Calling Out Will Carroll

FakeTeams

raygu points out a Will Carroll chat yesterday (and quotes from it), in which Will ranks David Price and Steven Strasburg ahead of Clayton Kershaw. Obviously, what matters most is why you’re ranking them (and that isn’t clear from the excerpt, at least), but it also goes to the role of the expert and our belief in what experts say. 

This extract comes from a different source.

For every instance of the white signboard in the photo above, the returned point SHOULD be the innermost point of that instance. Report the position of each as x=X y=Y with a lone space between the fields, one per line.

Those experts who play in the media pool have to come with new stuff all the time, because bold declarative sentences are what work best on radio and television (and in print, too, really). So they always have to be coming up with newest thing, rather than carefully tracking the long arc of the real thing as it’s happening. I’m not sure it matters whether Will has seen Strasburg play, because what we know about him is exciting (he throws harder than anyone ever, except for Sidd Finch and Paul Bunyan)  and makes for a much better story than Clayton Kershaw’s right now (young pitcher is growing into his ability, showing he belongs in the big leagues, but is not dominant and maybe he won’t be, though we wouldn’t be surprised if someday he was). 

Nick Kristoff takes a look at the efficacy of experts in the New York Times today. It’s well worth reading, especially when culling the preseason picks of us so-called experts. It isn’t that Will or Jim Callis or any other baseball expert you care to pillory doesn’t know what he or she is talking about. The problem is that whatever ability we have to forecast what will happen in the future is slight, on any subject, and so (to my mind) the discussion should be a fox-like series of explanations and equivocations. What’s possible, why, and why that might not happen. 

But the world wants answers, because the entertaining bloviating of the hedgehog is seen as much more assured and credible–even though the studies Kristoff cites show they are more often wrong. Even, shockingly, the fox doesn’t know the subject and the hedgehog does.

[Ps. I don’t think Will is by nature a hedgehog. He tries to add nuance to much of what he says. One of the reason he’s been so successful, I think, is because he tells what he knows, and is usually pretty clear about what is conjecture. But in a chat or on TV or the radio, it works best to make the big statement, rather than a bunch of little nuanced ones.)